From your mind comes the lens in which you process your experiences. I cannot help anyone, if I cannot help myself. Mental illness aside, if I’m continually crying in depression, slumping in hopelessness, and mired in frustration (even understandable anger), where is the evidence of my faith in a Divine Entity? Didn’t someone spiritual once explained that faith is “the substance of things hoped for, the evidence of things not seen?” My lack of contendedness or gratitude for the minute but abundant blessings in my life blinds me from foresight. Foresight is the ability to look ahead and plan our steps with discernment. I get foresight through insight, which is the ability to discern judiciously, wisely, based on past experiences.
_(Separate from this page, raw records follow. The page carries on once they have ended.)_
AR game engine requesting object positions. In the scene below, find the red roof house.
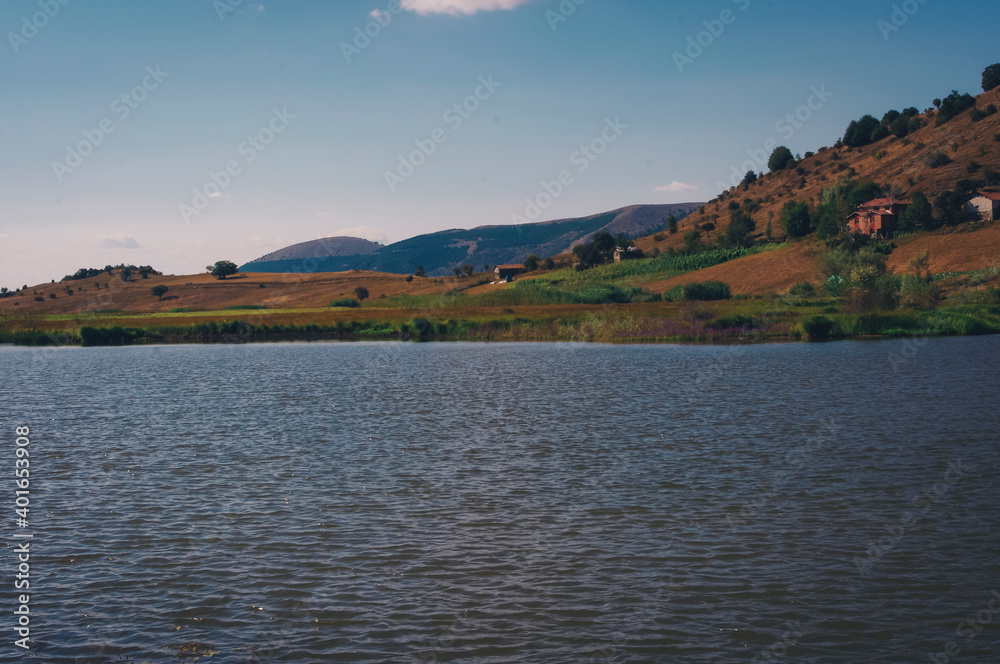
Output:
[965,191,1000,221]
[847,198,910,237]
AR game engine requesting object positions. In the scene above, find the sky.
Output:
[0,0,1000,289]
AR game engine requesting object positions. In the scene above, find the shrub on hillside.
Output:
[683,281,732,302]
[330,297,361,308]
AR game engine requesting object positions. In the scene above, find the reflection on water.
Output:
[0,337,1000,664]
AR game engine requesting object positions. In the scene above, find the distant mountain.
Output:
[240,203,702,276]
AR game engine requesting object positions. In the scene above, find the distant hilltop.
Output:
[240,203,703,276]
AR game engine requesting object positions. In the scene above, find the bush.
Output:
[683,281,732,302]
[844,115,882,148]
[767,145,795,173]
[788,281,816,297]
[781,201,812,237]
[927,152,951,168]
[802,316,833,341]
[937,90,976,126]
[983,63,1000,92]
[330,297,361,308]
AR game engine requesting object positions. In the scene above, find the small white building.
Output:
[965,192,1000,221]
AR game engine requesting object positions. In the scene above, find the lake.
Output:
[0,337,1000,664]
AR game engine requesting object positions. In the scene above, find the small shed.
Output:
[493,264,524,281]
[615,247,642,263]
[965,191,1000,221]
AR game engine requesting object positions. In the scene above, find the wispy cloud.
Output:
[402,0,535,16]
[653,180,698,194]
[97,235,140,249]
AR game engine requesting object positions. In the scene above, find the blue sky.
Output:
[0,0,1000,288]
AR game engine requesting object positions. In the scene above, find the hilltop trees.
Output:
[983,64,1000,92]
[781,201,812,237]
[205,261,239,279]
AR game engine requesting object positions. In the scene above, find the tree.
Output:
[899,191,934,233]
[205,261,239,279]
[844,115,882,148]
[726,210,757,247]
[767,145,795,173]
[781,201,812,237]
[983,64,1000,92]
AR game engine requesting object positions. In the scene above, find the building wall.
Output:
[965,196,997,221]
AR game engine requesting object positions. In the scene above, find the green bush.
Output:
[684,281,732,302]
[330,297,361,308]
[788,281,816,297]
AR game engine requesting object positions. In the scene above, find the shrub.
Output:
[767,145,795,172]
[683,281,732,302]
[937,90,976,126]
[781,201,812,237]
[927,152,951,168]
[802,316,833,341]
[983,63,1000,92]
[330,297,361,308]
[788,281,816,297]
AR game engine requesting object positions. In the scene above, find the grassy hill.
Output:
[240,203,700,276]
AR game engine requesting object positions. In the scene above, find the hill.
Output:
[240,203,701,276]
[636,88,1000,256]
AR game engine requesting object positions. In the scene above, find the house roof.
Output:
[858,198,911,208]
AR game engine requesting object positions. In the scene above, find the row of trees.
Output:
[62,263,163,281]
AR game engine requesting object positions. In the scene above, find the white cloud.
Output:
[402,0,534,16]
[97,235,141,249]
[317,226,389,244]
[653,180,698,194]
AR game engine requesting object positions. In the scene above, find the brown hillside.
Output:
[0,271,485,315]
[636,88,1000,255]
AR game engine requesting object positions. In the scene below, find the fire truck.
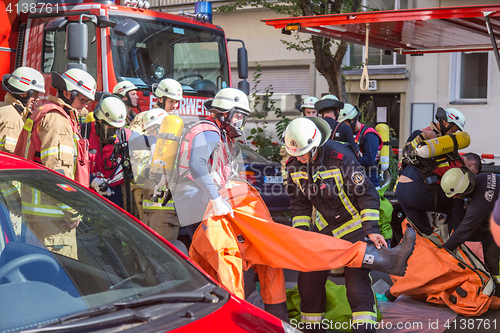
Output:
[0,0,249,123]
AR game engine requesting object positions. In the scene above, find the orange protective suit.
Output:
[189,182,366,304]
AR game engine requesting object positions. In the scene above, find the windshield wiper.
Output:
[114,291,219,309]
[23,290,219,333]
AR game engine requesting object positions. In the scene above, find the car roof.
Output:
[0,152,45,170]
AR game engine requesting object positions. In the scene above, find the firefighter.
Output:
[113,81,141,126]
[314,95,356,146]
[338,103,383,187]
[284,117,404,332]
[173,88,250,238]
[14,68,96,259]
[300,96,319,117]
[490,200,500,246]
[82,95,155,213]
[280,96,319,184]
[396,108,465,235]
[136,108,180,241]
[0,67,45,154]
[153,79,183,114]
[441,166,500,295]
[0,67,45,231]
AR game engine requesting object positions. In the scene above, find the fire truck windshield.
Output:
[110,15,230,96]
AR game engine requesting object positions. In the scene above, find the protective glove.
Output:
[90,177,115,196]
[210,196,234,218]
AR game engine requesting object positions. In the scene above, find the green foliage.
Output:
[359,97,399,190]
[247,64,290,162]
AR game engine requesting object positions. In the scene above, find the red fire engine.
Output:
[0,0,249,122]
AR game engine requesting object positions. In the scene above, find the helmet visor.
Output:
[229,109,248,130]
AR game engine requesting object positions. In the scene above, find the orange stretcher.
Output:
[189,182,366,304]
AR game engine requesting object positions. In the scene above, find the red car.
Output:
[0,153,298,333]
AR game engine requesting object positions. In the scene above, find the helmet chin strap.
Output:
[122,91,140,111]
[156,96,165,109]
[16,89,33,107]
[438,119,453,135]
[351,117,358,133]
[333,110,340,119]
[57,89,78,106]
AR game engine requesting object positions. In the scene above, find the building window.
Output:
[450,52,488,103]
[346,0,408,66]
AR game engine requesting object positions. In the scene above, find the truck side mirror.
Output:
[113,18,141,36]
[66,22,89,62]
[43,16,68,31]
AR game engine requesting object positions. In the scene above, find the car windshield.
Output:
[110,15,230,94]
[0,170,212,332]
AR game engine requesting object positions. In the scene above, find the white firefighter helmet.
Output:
[441,167,476,198]
[61,68,96,100]
[284,117,332,156]
[94,95,127,128]
[2,67,45,94]
[154,79,183,101]
[142,108,168,131]
[113,81,138,97]
[204,88,250,114]
[300,96,319,112]
[204,88,250,138]
[436,107,465,131]
[337,103,358,123]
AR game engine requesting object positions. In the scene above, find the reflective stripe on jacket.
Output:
[0,93,29,154]
[178,117,231,188]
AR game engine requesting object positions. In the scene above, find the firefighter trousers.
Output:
[396,166,452,235]
[297,267,377,332]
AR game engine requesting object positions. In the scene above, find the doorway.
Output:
[358,94,401,148]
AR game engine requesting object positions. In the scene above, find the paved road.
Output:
[241,269,500,333]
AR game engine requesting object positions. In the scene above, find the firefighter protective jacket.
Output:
[14,96,89,186]
[443,172,500,250]
[0,93,30,154]
[286,140,380,238]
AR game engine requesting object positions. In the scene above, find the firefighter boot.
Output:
[361,228,416,276]
[264,302,290,323]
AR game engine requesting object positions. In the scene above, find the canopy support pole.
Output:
[359,23,370,90]
[483,12,500,70]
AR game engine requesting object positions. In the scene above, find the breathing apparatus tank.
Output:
[412,132,470,158]
[151,115,184,176]
[375,123,390,172]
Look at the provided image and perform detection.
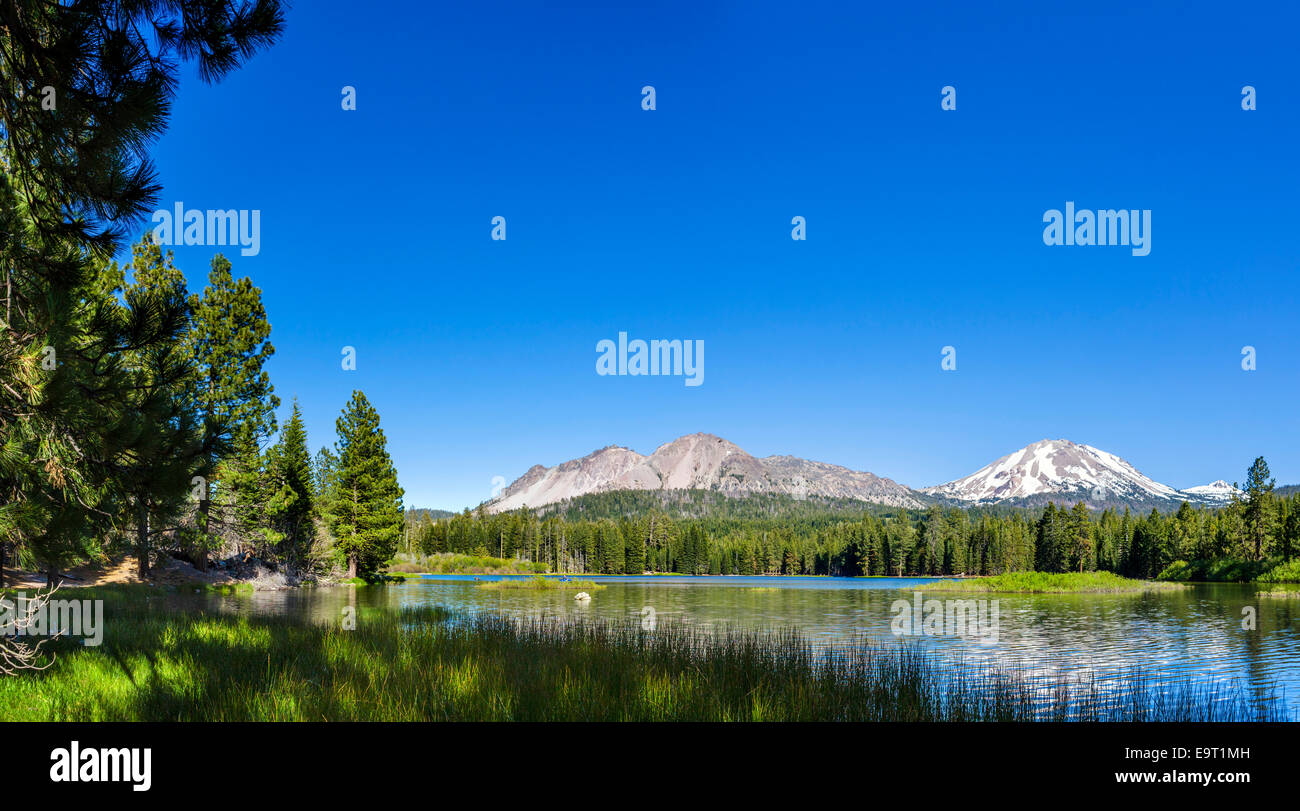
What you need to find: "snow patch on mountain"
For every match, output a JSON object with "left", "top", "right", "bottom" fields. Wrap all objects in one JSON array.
[{"left": 922, "top": 439, "right": 1182, "bottom": 503}]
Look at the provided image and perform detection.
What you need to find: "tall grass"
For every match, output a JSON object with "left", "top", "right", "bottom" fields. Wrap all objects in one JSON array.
[
  {"left": 478, "top": 574, "right": 605, "bottom": 591},
  {"left": 915, "top": 572, "right": 1184, "bottom": 594},
  {"left": 386, "top": 552, "right": 547, "bottom": 574},
  {"left": 0, "top": 591, "right": 1284, "bottom": 721},
  {"left": 1156, "top": 558, "right": 1282, "bottom": 582}
]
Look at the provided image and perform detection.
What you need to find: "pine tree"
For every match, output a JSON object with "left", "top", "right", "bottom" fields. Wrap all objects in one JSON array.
[
  {"left": 0, "top": 0, "right": 283, "bottom": 578},
  {"left": 332, "top": 391, "right": 403, "bottom": 577},
  {"left": 267, "top": 399, "right": 315, "bottom": 561},
  {"left": 190, "top": 253, "right": 280, "bottom": 568},
  {"left": 1243, "top": 456, "right": 1277, "bottom": 560}
]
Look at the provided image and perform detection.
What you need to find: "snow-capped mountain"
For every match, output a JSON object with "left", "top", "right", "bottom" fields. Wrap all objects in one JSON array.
[
  {"left": 488, "top": 434, "right": 922, "bottom": 512},
  {"left": 1179, "top": 478, "right": 1244, "bottom": 504},
  {"left": 922, "top": 439, "right": 1232, "bottom": 507}
]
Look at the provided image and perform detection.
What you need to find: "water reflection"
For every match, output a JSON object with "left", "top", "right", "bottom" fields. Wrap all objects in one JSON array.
[{"left": 182, "top": 576, "right": 1300, "bottom": 717}]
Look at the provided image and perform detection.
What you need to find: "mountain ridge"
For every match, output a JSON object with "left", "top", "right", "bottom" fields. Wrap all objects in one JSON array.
[{"left": 485, "top": 433, "right": 1238, "bottom": 512}]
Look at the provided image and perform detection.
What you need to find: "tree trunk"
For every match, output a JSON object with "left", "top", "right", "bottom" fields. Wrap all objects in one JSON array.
[
  {"left": 135, "top": 499, "right": 150, "bottom": 580},
  {"left": 194, "top": 494, "right": 212, "bottom": 572}
]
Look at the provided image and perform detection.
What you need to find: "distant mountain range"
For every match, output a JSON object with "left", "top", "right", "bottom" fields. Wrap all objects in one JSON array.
[
  {"left": 922, "top": 439, "right": 1235, "bottom": 507},
  {"left": 486, "top": 434, "right": 1258, "bottom": 512}
]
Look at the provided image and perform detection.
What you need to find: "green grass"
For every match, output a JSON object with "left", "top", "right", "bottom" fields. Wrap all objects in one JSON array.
[
  {"left": 1156, "top": 558, "right": 1300, "bottom": 584},
  {"left": 914, "top": 572, "right": 1184, "bottom": 594},
  {"left": 0, "top": 589, "right": 1286, "bottom": 721},
  {"left": 478, "top": 574, "right": 605, "bottom": 591},
  {"left": 387, "top": 552, "right": 547, "bottom": 574}
]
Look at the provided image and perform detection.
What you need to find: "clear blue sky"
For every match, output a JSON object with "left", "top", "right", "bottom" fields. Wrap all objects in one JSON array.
[{"left": 131, "top": 0, "right": 1300, "bottom": 508}]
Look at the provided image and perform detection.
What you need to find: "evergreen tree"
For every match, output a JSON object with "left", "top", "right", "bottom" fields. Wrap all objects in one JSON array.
[
  {"left": 1243, "top": 456, "right": 1277, "bottom": 560},
  {"left": 190, "top": 253, "right": 280, "bottom": 568},
  {"left": 0, "top": 0, "right": 282, "bottom": 580},
  {"left": 332, "top": 391, "right": 400, "bottom": 577},
  {"left": 267, "top": 399, "right": 315, "bottom": 561}
]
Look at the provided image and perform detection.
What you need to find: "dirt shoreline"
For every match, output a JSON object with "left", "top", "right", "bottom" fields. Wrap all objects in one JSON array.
[{"left": 4, "top": 558, "right": 248, "bottom": 589}]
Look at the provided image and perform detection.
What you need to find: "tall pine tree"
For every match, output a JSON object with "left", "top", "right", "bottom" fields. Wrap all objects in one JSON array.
[{"left": 330, "top": 391, "right": 403, "bottom": 577}]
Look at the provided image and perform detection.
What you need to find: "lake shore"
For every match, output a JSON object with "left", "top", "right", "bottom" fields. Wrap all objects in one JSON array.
[
  {"left": 914, "top": 572, "right": 1187, "bottom": 594},
  {"left": 0, "top": 586, "right": 1286, "bottom": 721}
]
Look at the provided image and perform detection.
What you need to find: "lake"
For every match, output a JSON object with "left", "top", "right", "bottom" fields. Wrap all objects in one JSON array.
[{"left": 192, "top": 574, "right": 1300, "bottom": 719}]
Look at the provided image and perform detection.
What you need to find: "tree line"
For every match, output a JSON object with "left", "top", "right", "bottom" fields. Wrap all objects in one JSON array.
[{"left": 0, "top": 0, "right": 402, "bottom": 585}]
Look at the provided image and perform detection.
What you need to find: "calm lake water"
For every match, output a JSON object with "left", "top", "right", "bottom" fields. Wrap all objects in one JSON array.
[{"left": 195, "top": 574, "right": 1300, "bottom": 719}]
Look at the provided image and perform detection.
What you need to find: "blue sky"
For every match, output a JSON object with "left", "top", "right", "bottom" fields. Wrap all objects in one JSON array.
[{"left": 131, "top": 0, "right": 1300, "bottom": 508}]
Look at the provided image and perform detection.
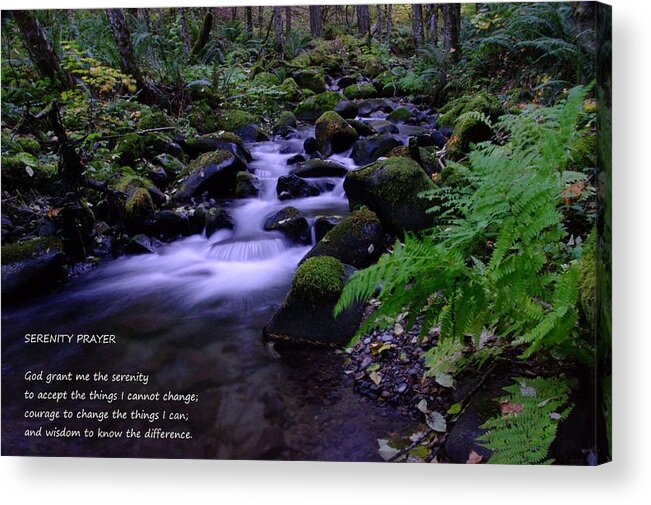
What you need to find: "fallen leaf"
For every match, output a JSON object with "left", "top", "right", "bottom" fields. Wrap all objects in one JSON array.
[
  {"left": 466, "top": 451, "right": 484, "bottom": 465},
  {"left": 500, "top": 401, "right": 524, "bottom": 415}
]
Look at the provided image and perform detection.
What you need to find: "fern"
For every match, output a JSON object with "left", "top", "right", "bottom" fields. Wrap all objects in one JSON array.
[
  {"left": 335, "top": 87, "right": 587, "bottom": 357},
  {"left": 478, "top": 377, "right": 572, "bottom": 465}
]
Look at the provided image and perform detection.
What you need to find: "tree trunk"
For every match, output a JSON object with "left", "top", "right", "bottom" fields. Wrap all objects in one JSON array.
[
  {"left": 357, "top": 5, "right": 371, "bottom": 36},
  {"left": 443, "top": 4, "right": 461, "bottom": 61},
  {"left": 106, "top": 9, "right": 157, "bottom": 104},
  {"left": 13, "top": 11, "right": 74, "bottom": 88},
  {"left": 246, "top": 7, "right": 253, "bottom": 35},
  {"left": 285, "top": 7, "right": 292, "bottom": 38},
  {"left": 411, "top": 4, "right": 423, "bottom": 47},
  {"left": 386, "top": 4, "right": 393, "bottom": 47},
  {"left": 310, "top": 5, "right": 323, "bottom": 38},
  {"left": 179, "top": 8, "right": 190, "bottom": 57},
  {"left": 190, "top": 11, "right": 213, "bottom": 60},
  {"left": 274, "top": 7, "right": 285, "bottom": 58}
]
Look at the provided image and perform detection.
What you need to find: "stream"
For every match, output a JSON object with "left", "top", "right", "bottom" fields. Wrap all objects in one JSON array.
[{"left": 2, "top": 120, "right": 413, "bottom": 461}]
But I get the most insight from submitting to the divine Source of all insights.
Without foresight, I am without much hope. How then can I help the person right in front of me? If I’m not mindful of the influence I have on the person in front of me, whether I am sitting at a conference, talking with a client, or interacting with the cashier, right here and right now, how do I imagine changing “the system,” much less fight it? Do the social justice warriors not realize that while they pull on our heart strings with their passionate wailings, their own short sightedness contributes to the problems? The system is made up of individual, fallible humans, not any all-powerful, influential, or wealthy gods. Even if certain people act like they are little gods, we can still use insight to guide us to interact with them in a way that produces fruit for us. Joy, love, and peace are achievable, but we got to be these seeds. Let us drop the fear, the bitterness, the demands, the self righteousness, etc… May our eyes be opened even wider.